Now: Moore is a prospect, and he gets star treatment. Torra is, basically, a suspect, and has twice been yanked early from games he was keeping the Bulls in. Last night, it happened again. Torra was done after just 69 easy-impact pitches. But this time happened for a different reason: Pitch count and inning count aside, the "save" inning was next, and the savior—or Rob Delaney, anyway—was almost certainly going to pitch if the Bulls had a lead. I mean, the guy had just gotten a plaque.
And where Torra was a suspect two weeks ago, now he is, in Montoyo's post-game words, "kind of the key." You can bet he'll be allowed to pitch deeper into games, including—especially—playoff games, from here on out.
As for Moore, I can't help but wonder if he's getting a little tired. He has looked off in each of his last two starts, which have pushed him up to a new personal season-high for innings pitched (148 2/3, four more than last season). It just looks like he isn't getting up on top of his pitches consistently—upright enough, perhaps—simple as that.
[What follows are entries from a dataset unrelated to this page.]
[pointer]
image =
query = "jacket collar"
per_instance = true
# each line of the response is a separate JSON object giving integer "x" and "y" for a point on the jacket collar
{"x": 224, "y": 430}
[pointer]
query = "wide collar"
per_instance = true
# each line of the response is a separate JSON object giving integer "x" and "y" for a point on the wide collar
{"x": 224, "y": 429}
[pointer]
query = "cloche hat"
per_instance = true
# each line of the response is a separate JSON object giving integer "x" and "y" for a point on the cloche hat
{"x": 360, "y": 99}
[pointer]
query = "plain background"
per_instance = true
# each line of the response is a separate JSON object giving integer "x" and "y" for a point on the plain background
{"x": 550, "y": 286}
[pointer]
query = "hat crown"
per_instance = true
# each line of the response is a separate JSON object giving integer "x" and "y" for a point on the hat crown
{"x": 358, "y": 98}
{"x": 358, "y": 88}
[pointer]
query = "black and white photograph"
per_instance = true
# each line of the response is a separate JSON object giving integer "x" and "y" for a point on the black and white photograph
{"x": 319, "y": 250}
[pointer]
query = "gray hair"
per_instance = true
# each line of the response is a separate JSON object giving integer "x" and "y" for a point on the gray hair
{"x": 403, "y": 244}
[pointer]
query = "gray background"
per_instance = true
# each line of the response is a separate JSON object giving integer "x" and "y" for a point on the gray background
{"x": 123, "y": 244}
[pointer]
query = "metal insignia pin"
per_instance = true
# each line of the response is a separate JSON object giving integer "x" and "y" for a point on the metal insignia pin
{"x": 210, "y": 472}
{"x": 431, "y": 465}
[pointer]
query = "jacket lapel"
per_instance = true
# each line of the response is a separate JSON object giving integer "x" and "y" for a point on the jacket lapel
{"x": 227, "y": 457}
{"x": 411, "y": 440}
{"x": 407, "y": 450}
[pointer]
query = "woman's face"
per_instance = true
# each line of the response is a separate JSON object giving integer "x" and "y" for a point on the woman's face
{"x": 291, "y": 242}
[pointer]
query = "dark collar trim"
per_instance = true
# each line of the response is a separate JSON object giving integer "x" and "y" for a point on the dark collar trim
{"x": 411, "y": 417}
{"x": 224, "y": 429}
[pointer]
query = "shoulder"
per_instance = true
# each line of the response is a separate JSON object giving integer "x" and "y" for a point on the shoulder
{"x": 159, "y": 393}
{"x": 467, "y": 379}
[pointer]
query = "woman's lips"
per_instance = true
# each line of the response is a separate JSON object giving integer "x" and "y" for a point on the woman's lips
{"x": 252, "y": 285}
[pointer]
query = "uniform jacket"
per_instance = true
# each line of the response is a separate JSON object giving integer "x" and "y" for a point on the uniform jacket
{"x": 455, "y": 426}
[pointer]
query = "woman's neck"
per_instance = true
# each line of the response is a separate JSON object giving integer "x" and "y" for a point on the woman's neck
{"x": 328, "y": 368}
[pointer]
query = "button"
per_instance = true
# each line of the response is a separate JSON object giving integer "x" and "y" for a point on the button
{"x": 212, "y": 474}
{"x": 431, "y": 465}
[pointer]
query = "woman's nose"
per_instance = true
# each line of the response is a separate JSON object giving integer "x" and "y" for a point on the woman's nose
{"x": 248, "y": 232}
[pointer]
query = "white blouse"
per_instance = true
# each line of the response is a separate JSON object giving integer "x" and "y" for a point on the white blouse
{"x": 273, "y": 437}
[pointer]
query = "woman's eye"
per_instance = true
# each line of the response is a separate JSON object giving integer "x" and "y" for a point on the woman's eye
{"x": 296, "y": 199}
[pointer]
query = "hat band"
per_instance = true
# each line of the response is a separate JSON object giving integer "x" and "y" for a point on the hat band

It will be interesting to see if he can regain his form in his next start.
For now, it's worth repeating that, even on a night when he was less than sharp, Moore allowed three runs in six innings—what is known as a "quality start." That term is about as silly as "magic number"—a "quality start," as conventionally defined, produces a 4.50 ERA, which is in fact the virtual definition of average rather than "quality." It's even less "quality" in a seven-inning game, because if your team is trailing when you leave, they have little time to recover.
So thank Justin Ruggiano for (up)righting the wrongs of the 3-1 deficit Moore left the Bulls in Game One. With Ray Olmedo on first base and two outs in the bottom of the sixth, Ruggiano got the benefit of the doubt on a very close 1-2 pitch that was called a ball, and hit the next one over the right-center field wall to time the game. It was a canny at-bat (as well as a slightly lucky one), because Knights reliever Brian Omogrosso was basically forcing the Bulls' right-handed hitters to hit the ball to the opposite field. Tim Beckham and Brandon Guyer had both lined out to right field ahead of Ruggiano's homer, and surely Ruggiano noted Omogrosso's pitch location. The Roodge has good opposite-field power. He showed it again.
And he got a little more luck in the eighth inning after Guyer's own (bad) luck left his long drive short of home-run distance by about two feet—he wound up with a one-out triple. (Guyer would set that right in his next at-bat: He led off Game Two with a solo home run over the Blue Monster.) Then, on a 1-2 count to Ruggiano, Charlotte reliever Shane Lindsay threw what appeared to be a strike almost right down the middle, but catcher Adam Ricks allowed its tailing action to drive his glove off the plate, and it was called a ball. Lindsay couldn't believe it. Ruggiano took advantage, eventually drawing a walk.
Another bit of what seemed like luck but was really the residue of earlier tactics by Charlie Montoyo: J. J. Furmaniak was up next, in the cleanup spot. That's because he had come into the game as a pinch-runner in the sixth, not long after Ruggiano's game-tying homer, when Dan Johnson followed with a single.
You wouldn't think Furmaniak-for-Johnson was a swap of promise: Johnson's OPS is more than 200 points higher than Furmaniak's, and what's more—and more relevant to the situation—Furmaniak leads the Bulls in grounding into double plays. Doing so here would have ended the inning without scoring Guyer.
But Furmaniak is also the team's best bunter, by far, and a safety squeeze was in order with the fleet Guyer on third base. Shane Lindsay throws hard, and throws high, making him hard to bunt on. Furmaniak announced his intentions by showing bunt on two straight fastballs, both of which were indeed high, and 95+ mph, and he wisely pulled the bat back and took them (a less savvy hitter might have offered, and probably popped out). The third time, Furmaniak did just what he needed to do: He handled another high fastball and pushed his bunt past the mound, making the second baseman come in and field it, and Guyer beat the throw and scored the winning run easily.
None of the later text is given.